Melalui proses evaluasi, sebagian sering tidak layak menyandang predikat sebagai aset yang bermanfaat. Ada juga yang kehilangan fungsinya sebagai aset. Untuk mengetahui apakah SDM kita masih layak disebut aset, atau sudah menjadi liabilities, kita memerlukan confront the brutal facts  yang tidak ragu untuk menyusun dan menetapkan people mapping yang layak dipercaya (credible).
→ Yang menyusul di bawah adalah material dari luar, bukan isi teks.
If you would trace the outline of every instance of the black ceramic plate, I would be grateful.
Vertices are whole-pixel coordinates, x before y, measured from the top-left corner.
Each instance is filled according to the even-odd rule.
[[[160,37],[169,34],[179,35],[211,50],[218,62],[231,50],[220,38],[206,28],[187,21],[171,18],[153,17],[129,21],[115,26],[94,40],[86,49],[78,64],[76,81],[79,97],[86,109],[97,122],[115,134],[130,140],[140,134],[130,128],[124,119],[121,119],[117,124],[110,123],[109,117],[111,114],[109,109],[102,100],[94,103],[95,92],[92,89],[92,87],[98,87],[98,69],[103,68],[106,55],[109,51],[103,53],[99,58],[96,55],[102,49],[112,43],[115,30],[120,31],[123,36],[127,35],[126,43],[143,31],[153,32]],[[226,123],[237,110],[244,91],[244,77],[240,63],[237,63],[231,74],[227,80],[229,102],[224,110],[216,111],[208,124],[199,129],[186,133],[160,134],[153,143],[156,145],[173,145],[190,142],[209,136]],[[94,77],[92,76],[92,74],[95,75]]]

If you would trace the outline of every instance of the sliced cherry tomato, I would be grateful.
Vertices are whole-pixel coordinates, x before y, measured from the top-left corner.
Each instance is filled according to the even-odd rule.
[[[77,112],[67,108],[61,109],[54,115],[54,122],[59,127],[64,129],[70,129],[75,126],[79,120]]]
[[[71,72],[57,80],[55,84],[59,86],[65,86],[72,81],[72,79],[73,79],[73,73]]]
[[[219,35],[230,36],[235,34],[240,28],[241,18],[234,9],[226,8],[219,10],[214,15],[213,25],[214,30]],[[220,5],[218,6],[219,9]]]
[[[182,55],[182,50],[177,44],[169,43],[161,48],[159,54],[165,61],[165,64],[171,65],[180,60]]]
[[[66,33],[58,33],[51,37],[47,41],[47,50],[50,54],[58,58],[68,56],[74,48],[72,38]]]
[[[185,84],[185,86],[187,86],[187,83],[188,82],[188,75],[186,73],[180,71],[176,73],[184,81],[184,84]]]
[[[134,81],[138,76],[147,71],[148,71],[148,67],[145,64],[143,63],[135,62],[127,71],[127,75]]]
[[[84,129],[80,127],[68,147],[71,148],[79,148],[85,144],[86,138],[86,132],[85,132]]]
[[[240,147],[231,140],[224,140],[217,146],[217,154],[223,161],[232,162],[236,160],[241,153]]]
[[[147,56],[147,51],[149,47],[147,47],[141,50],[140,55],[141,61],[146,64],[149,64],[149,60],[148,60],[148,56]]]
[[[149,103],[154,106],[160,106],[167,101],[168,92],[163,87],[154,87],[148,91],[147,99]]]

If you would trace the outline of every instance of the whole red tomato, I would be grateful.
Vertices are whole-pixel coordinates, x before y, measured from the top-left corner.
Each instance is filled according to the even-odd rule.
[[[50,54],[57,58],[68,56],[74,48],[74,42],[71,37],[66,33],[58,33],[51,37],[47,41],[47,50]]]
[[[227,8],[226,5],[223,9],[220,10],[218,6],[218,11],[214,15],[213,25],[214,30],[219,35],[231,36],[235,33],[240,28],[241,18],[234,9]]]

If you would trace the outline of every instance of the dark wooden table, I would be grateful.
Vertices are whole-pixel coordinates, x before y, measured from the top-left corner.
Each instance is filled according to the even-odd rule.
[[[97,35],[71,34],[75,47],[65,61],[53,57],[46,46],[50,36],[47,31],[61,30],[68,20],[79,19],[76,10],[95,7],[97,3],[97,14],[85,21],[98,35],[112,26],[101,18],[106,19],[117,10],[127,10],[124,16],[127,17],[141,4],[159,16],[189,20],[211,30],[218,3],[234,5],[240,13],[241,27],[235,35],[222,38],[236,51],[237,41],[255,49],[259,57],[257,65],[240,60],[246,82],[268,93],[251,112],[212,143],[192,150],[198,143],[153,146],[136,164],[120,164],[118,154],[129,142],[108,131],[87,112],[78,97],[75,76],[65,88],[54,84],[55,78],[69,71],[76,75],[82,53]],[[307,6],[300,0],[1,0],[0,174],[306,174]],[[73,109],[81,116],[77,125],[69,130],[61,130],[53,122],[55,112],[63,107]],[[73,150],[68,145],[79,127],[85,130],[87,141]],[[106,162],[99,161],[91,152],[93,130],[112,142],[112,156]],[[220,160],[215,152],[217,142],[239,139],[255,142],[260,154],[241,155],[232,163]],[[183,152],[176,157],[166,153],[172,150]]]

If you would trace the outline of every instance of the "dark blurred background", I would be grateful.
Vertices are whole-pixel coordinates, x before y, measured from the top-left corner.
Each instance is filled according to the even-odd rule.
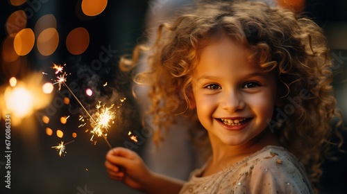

Karena itu, kini kita tidak mempunyai banyak pilihan. Bagi lembaga negara, perusahaan BUMN, atau sektor pemerintah, situasinya tetap sama. Tuntutan masyarakat yang sangatlah tinggi. Tidak peduli siapa anda, atau siapa kita. Pegawai negeri, perusahaan negara, semuanya harus mempunyai semangat yang sama. Seperti pada perusahaan swasta, kita harus confident menerapkan semangat diferensiasi. Sistem Penilaian Kinerja dan Assessment Pegawai yang dibangun, harus melalui semangat diferensiasi yang akan membuat pegawai memiliki motivasi kerja yang tinggi. Kealpaan dan kelalaian kita menjalankan semangat diferensiasi akan membawa kerugian, tidak saja bagi lembaga. Juga bagi SDM terbaik kita yang akan kehilangan potensinya. Kita perlu menyiapkan The Best Talent untuk mengisi jabatan yang lebih strategis dan menantang. Ini untuk menjawab era kompetisi yang semakin tinggi.